I inherited some code that is using the Apache commons-dbcp Connection pools in an OSGi bundle. This code works fine with Eclipse/Equinox OSGi version 3.4.3 (R34x_v20081215), commons-dbcp 1.2.2 and the postgres jdbc3 8.3.603 bundles from springsource.org.
I wanted to modernize, maybe this was my first mistake!
When I use the new version of Felix or Equinox OSGI Cores with the new postgresql JDBC3 or JDBC4 bundles along with the latest version of commons-dbcp (1.4.1), I am gett开发者_如何学运维ing a classloading issue. I have done numerous searches and found that the commons-dbcp code should have a fix DBCP-214, but it still seems to fail.

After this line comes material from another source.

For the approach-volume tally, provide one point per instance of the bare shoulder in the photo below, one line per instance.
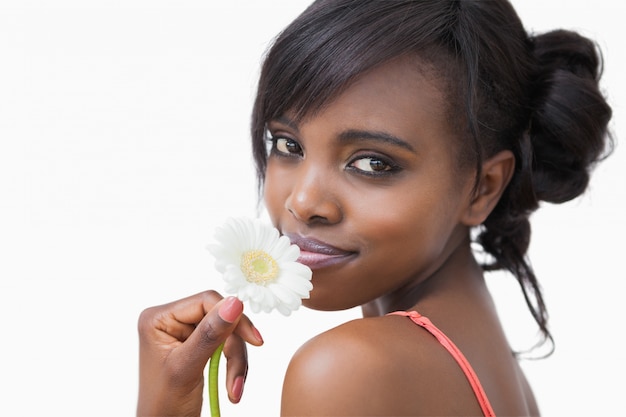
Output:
(374, 366)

I have tried to put the org.postgresql on the commons-dbcp MANIFEST.MF import-package line, but that did not work either.

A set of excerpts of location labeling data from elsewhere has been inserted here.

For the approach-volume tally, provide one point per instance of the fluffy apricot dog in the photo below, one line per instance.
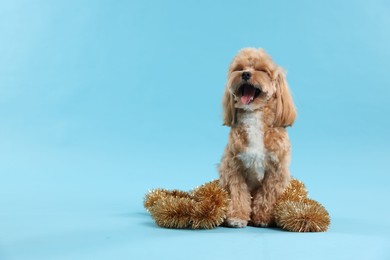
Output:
(254, 170)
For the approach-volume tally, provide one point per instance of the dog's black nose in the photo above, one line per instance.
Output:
(246, 75)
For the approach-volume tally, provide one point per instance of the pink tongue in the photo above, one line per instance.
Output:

I wrote a simple test in an activator that first does a basic class.forName() and DriverManager.getConnection(), this works fine, but when I add in BasicDataSource() and setup the connection with BasicDataSource.getConnection(), I get the ClassNotFoundException. See the code example below.

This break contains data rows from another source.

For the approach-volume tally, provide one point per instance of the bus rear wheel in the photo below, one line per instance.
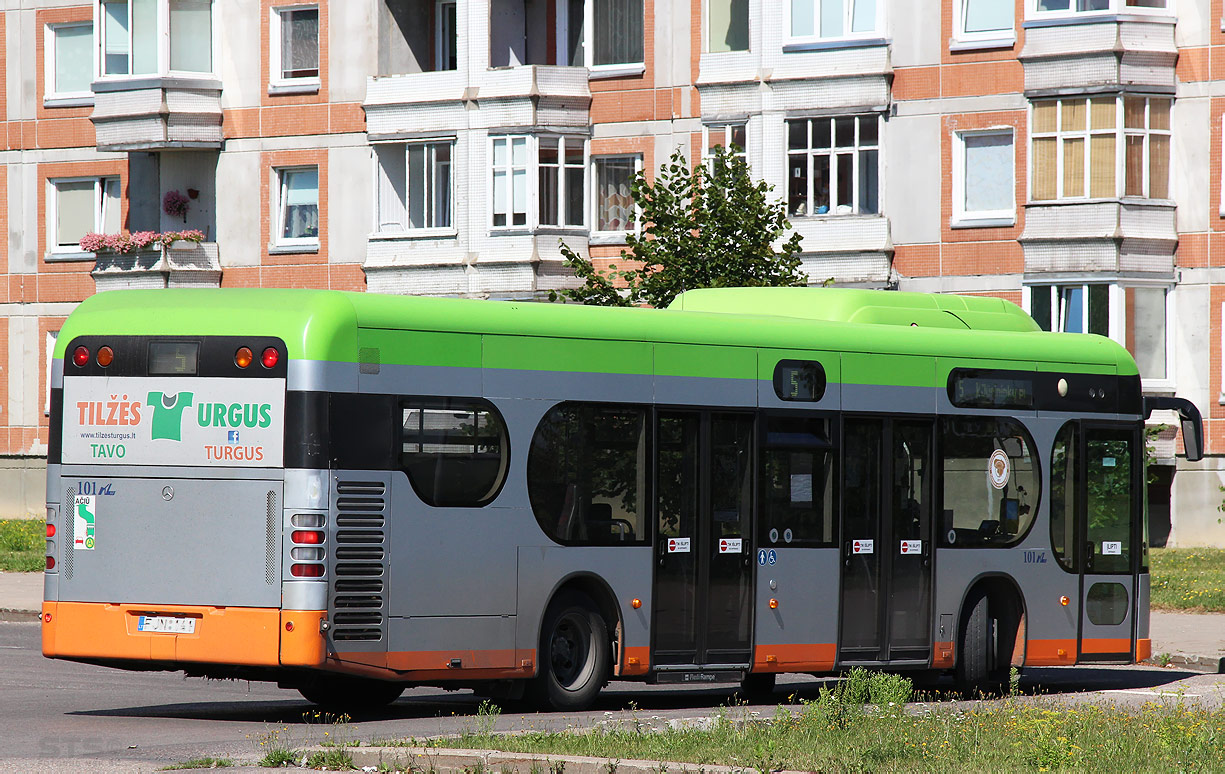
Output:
(981, 666)
(573, 654)
(350, 692)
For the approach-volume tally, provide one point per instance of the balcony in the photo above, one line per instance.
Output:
(1099, 53)
(419, 103)
(181, 265)
(157, 113)
(1122, 238)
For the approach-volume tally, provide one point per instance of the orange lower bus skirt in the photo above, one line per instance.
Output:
(232, 636)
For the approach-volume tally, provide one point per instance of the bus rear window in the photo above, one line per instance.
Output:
(174, 358)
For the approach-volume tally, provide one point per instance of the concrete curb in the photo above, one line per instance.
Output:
(1207, 664)
(493, 762)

Thanks in Advance for any help, suggestions, ...
Sau!
// This one fails with an exception
public void dsTest() {
BasicDataSource bds = new BasicDataSource();
ClassLoader cl;
try {
logger.debug("ContextClassLoader: {}",
Thread.currentThread().getContextClassLoader().toString());
cl = this.getClass().getClassLoader();
logger.debug("ClassLoader: {}", cl);
if (bds.getDriverClassLoader() != null) {
logger.debug(bds.getDriverClassLoader().toString());
}
// The failure is the same with and with the setDriverClassLoader() line
bds.setDriverClassLoader(cl);
bds.setDriverClassName("org.postgresql.Driver");
bds.setUrl("jdbc:postgresql://127.0.0.1/dbname");
bds.setUsername("user");
bds.setPassword("pword");
Class.forName("org.postgresql.Driver").newInstance();
conn = bds.getConnection();
Statement st = conn.createStatement();
ResultSet rs = st.executeQuery("SELECT COUNT(*) FROM table");
conn.close();
logger.debug("Closed DataSource Test");
} catch (Exception ex) {
ex.printStackTrace();
logger.debug("Exception: {} ", ex.getMessage());
}
}
// This one works
public void managerTest() {
ClassLoader cl;
try {
cl = this.getClass().getClassLoader();
logger.debug("ClassLoader: {}", cl);
Class.forName("org.postgresql.Driver").newInstance();
String url = "jdbc:postgresql://127.0.0.1/dbname";
conn = DriverManager.getConnection(url, "user", "pword");
Statement st = conn.createStatement();
ResultSet rs = st.executeQuery("SELECT COUNT(*) FROM table");
conn.close();
logger.debug("Closed Manger Test");
} catch (Exception ex) {
ex.printStackTrace();
logger.debug("Exception: {} ", ex.getMessage());
}
}
this is due to the fact that the commons-dbcp bundle cannot look at the actual driver class, because of the osgi class loader. The solution to this is to attach a fragment to the commons-dbcp class with Dynamic Import *. The actual headers that you need in your MANIFEST are the following:
Fragment-Host: org.apache.commons.dbcp DynamicImport-Package: *
After this, the code you mentioned worked. Hope this doesnt come too late.